Terasa ada yang ganjil ketika menelusuri scene punk New York di akhir tahun 1970an – disana tentu kita menemukan chaos: kekacauan sistematis yang ditampilkan The Ramones, New York Dolls hingga The Voidoids. Juga kita akan menemu para pemberontak artistik dipimpin oleh David Byrne, pentolan Talking Heads, bersama Blondie dan Suicide yang memelintirkan makna (punk)rock sehingga dunia mengenal genre new wave. Dua hal tadi: kekacauan dan pemberontakan menjadi warisan turun temurun dalam perkembangan scene musik setelahnya – mulai dari post- punk, no wave, grunge, hingga alternative – yang kesemuanya berpijak pada (katakanlah) landasan ontologis yang sama. Namun, terdapat satu pembeda antara gairah punk akhir tahun 70an yang tidak dimiliki oleh generasi selanjutnya, yaitu: sublimitas – karena hanya pada era tersebutlah kita menemukan skena musik punk dalam bentuknya yang paling puitis. Menurut Kamus Besar Bahasa Indonesia, sublimitas memiliki arti “menampakkan keindahan dalam bentuknya yang tertinggi; amat indah; mulia; atau utama”. Bagi para pendengar berpengalaman, sandingan kata sublim untuk punk yang terlahir pada era tersebut tidaklah berlebihan – terlebih ketika seluruh tanda penunjuk arah berujung pada satu album yang dirilis pada tahun 1977, Marquee Moon – maka tersadar lah kita bahwa memang ada yang ganjil pada scene punk di awal kelahirannya.

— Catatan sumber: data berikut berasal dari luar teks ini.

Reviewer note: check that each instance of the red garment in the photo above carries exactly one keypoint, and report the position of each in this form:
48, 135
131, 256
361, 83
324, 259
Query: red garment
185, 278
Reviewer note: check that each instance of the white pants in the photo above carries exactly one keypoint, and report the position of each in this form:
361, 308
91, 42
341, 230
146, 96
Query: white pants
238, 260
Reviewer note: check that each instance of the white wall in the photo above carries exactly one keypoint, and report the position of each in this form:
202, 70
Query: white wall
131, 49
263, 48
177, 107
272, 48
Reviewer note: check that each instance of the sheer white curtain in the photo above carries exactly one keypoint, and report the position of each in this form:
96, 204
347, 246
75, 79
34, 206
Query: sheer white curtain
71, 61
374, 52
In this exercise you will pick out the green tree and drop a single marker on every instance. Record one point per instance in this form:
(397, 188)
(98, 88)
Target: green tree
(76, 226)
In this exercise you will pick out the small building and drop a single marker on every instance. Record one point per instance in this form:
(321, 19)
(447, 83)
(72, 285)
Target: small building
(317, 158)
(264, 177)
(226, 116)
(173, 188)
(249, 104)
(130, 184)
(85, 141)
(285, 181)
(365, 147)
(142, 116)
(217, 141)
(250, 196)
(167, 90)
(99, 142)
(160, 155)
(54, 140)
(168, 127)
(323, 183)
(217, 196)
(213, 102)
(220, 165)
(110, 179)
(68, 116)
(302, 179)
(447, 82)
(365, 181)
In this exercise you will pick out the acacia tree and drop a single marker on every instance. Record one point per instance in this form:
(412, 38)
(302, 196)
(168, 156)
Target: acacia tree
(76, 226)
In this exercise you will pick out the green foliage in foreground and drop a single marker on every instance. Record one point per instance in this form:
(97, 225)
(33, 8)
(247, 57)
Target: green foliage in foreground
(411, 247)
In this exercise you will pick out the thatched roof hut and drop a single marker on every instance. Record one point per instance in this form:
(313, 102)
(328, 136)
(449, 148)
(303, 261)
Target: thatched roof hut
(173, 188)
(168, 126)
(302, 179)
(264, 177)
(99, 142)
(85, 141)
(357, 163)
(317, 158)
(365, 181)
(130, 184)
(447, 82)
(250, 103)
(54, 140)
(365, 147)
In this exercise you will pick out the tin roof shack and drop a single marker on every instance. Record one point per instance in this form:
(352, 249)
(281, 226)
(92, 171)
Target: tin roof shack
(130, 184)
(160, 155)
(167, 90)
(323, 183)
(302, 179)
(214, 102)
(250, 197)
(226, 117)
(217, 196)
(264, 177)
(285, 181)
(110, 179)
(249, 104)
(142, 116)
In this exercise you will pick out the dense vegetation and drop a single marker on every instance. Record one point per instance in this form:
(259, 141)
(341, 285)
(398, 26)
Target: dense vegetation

(Television, Torn Curtain)

Marquee Moon adalah sebuah karya jenius yang merupakan hasil pencapaian tertinggi dari Television, dan salah satu album terbaik dalam sejarah musik modern. Awalnya, saya tidak ambil pusing dan percaya saja pada apa yang dikatakan media ketika Marquee Moon dikategorikan dengan gampangnya sebagai art-punk. Kategori ini muncul tiba-tiba karena jajaran lagu didalamnya terlalu “progresif” untuk punk pada umumnya (single sekaligus judul album, Marquee Moon, berdurasi sepuluh menit dan lagu lain dalam album ini rata-rata berdurasi lima menit, sedangkan format umum yang dipopulerkan oleh The Ramones berdurasi maksimal tiga menit). Namun pemahaman akan art (seni) yang telah begitu cair, menjadikan pelabelan media tidak lagi memuaskan. Postmodernisme sedikit banyak bertanggung jawab atas hal ini, karena pada akhirnya kita harus mengakui bahwa nilai sebuah karya seni tidak lagi didasarkan pada konsensus adiluhung (apalagi media), tapi pada pemaknaan personal. Lalu, jika bukan kategori art dan non-art, apa yang membuat Marquee Moon dan scene punk New York di penghujung 70an menjadi berbeda?. Puluhan kali saya tersesat dalam upaya memahami konteks jaman ini, hingga takdir mempertemukan saya dengan sebuah buku mungil berjudul The Night. Buku ini ditulis oleh salah satu pasangan paling populer dalam sejarah musik: Patti Smith dan Tom Verlain. Dari buku inilah saya menyadari bahwa scene ini menjadi berbeda karena dihuni oleh para musisi setengah penyair yang tergila-gila bukan hanya pada Velvet Underground dan The Stooges, tapi juga pada Arthur Rimbaud, William Blake, Stéphane Mallarmé, Charles Baudelaire, Gustave Kahn, Ezra Pound hingga Paul Verlain (penyair yang terakhir ini jelas berbekas bagi Tom – yang kemudian mengadopsi nama sang penyair). Pengaruh ini memberi warna (puitis) yang sangat kental bagi Television, karya-karya Patti Smith dan juga The Voidoids yang dibentuk oleh Richard Hell paska perseteruan dengan Verlain. Mereka jugalah yang membawa punk ke panggung utama CBGB dan menjadikan New York sebagai sentral bagi punk borjuis (nampak tidak mungkin, tapi sungguh ada). Juga menyandingkan scene punk dengan dunia transenden para pujangga kawakan seperti Allen Ginsberg dan William Borrough – sebuah benturan antara dua kutub bersebrangan yang menghasilkan sublimitas liar – warna yang tidak ditemui pada generasi punk setelahnya.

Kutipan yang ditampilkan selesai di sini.